Riyadh, Saudi Arabia — Asharqiyah Development Company reported a net loss of SAR 5.3 million for the first half of 2025, compared to a net profit of SAR 2.78 million in H1 2024. Despite this loss, the company saw a 740% revenue surge, driven by full commercial integration of Sado Al Arab and its brokerage unit.

Revenue Expansion Outpaces Cost Controls

Total revenue rose to SAR 104.83 million, up from SAR 12.48 million last year. Gross profit improved to SAR 6.52 million, a significant increase from SAR 644,000 in H1 2024. However, operating losses nearly doubled to SAR 8.05 million. The surge in revenue failed to offset rising expenses.

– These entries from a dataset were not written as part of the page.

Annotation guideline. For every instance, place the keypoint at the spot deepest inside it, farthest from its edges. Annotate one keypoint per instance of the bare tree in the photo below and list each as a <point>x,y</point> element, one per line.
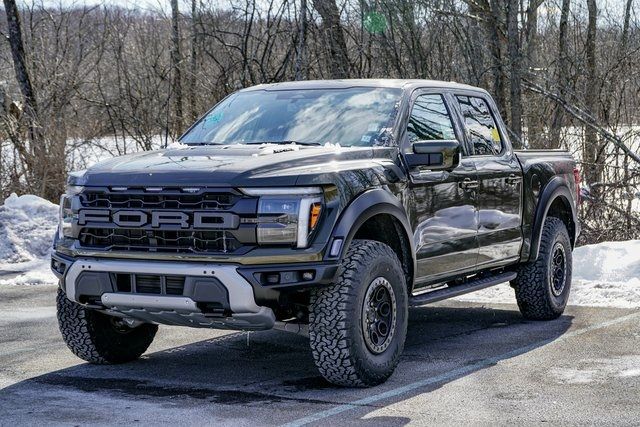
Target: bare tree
<point>338,60</point>
<point>176,64</point>
<point>515,68</point>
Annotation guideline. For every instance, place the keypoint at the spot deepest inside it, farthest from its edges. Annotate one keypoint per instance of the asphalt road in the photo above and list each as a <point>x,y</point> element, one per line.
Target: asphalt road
<point>462,363</point>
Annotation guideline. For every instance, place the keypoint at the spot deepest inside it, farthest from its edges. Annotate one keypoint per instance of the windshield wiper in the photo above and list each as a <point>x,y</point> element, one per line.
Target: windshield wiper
<point>282,142</point>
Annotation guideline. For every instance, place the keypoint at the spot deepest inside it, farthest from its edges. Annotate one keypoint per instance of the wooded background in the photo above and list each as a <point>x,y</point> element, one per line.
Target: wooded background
<point>564,73</point>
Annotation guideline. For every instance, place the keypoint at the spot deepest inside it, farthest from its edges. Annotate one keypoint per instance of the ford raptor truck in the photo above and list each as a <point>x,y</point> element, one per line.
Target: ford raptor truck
<point>328,207</point>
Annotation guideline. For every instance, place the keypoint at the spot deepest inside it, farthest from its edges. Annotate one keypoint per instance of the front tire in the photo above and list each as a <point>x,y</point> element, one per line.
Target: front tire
<point>99,338</point>
<point>542,286</point>
<point>358,325</point>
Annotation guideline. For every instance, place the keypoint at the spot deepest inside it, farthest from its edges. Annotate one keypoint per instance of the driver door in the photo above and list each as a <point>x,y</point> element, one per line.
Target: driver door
<point>442,204</point>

Q2 Rebound Offers Glimpse of Recovery

In Q2 2025, the company returned to profitability with SAR 318,000 in net income, reversed a SAR 5.65 million loss in Q1. Stronger sales from subsidiaries and lower cost of sales supported the recovery. Quarterly revenue climbed to SAR 59.97 million, up 34% from Q1 and nearly five times higher than in Q2 2024.

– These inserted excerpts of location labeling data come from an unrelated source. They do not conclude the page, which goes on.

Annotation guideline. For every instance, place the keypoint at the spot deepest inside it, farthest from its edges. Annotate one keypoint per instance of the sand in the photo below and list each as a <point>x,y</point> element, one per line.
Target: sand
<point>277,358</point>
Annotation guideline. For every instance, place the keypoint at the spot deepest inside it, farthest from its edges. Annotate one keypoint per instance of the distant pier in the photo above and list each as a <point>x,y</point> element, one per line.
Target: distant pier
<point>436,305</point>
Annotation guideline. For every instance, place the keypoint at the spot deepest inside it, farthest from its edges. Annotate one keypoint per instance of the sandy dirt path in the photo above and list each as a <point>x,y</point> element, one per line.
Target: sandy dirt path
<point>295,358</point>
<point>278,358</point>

However, Q2’s net profit was still 80% lower than the SAR’s 1.59 million earned in the same quarter last year. This decline was due to lower returns on time deposits and greater financial support for subsidiaries.

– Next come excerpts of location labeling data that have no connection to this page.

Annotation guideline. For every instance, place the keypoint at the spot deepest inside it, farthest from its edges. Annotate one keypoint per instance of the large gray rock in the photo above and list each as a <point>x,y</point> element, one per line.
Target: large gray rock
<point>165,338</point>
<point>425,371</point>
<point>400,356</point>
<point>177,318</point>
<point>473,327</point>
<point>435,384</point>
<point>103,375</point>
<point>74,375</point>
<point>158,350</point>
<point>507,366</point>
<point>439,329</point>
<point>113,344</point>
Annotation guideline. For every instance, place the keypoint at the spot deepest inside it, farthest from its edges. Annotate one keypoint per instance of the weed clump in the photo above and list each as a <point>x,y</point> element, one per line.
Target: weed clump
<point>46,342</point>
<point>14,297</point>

Equity Declines and Land Classification Risks

Shareholders’ equity dropped 4.25% to SAR 352.97 million. Earnings per share fell to -SAR 0.178 from SAR 0.09 in H1 2024. Moreover, the external auditor flagged a note about the company’s agricultural land grant. The land, reclassified as an intangible asset, cannot be deeded to Asharqiyah unless released by Saudi Aramco. This legal ambiguity limits its use and value.

 

 

THE SAUDI STANDARD’S VIEW: Commercial Gains Must Now Drive Profit

Despite surging revenue, the Asharqiyah Development H1 2025 loss exposes ongoing structural issues that revenue alone cannot fix.

  • Q2’s return to profitability shows potential. However, the H1 loss of SAR 5.3 million reveals weak cost control and low yield from subsidiaries.
  • The company relies too heavily on group-level financial support and time deposit returns. This suggests underused capital and a limited reinvestment strategy.
  • The land ownership issue adds legal risk. Without resolution, it blocks asset monetization and clouds long-term planning.
  • Falling equity and negative EPS raise investor concerns. Asharqiyah must restore both operational and financial credibility.

The company’s new business activity aligns with Saudi Arabia’s push for private-sector growth. However, future success depends on matching commercial expansion with cost discipline, capital efficiency, and asset clarity.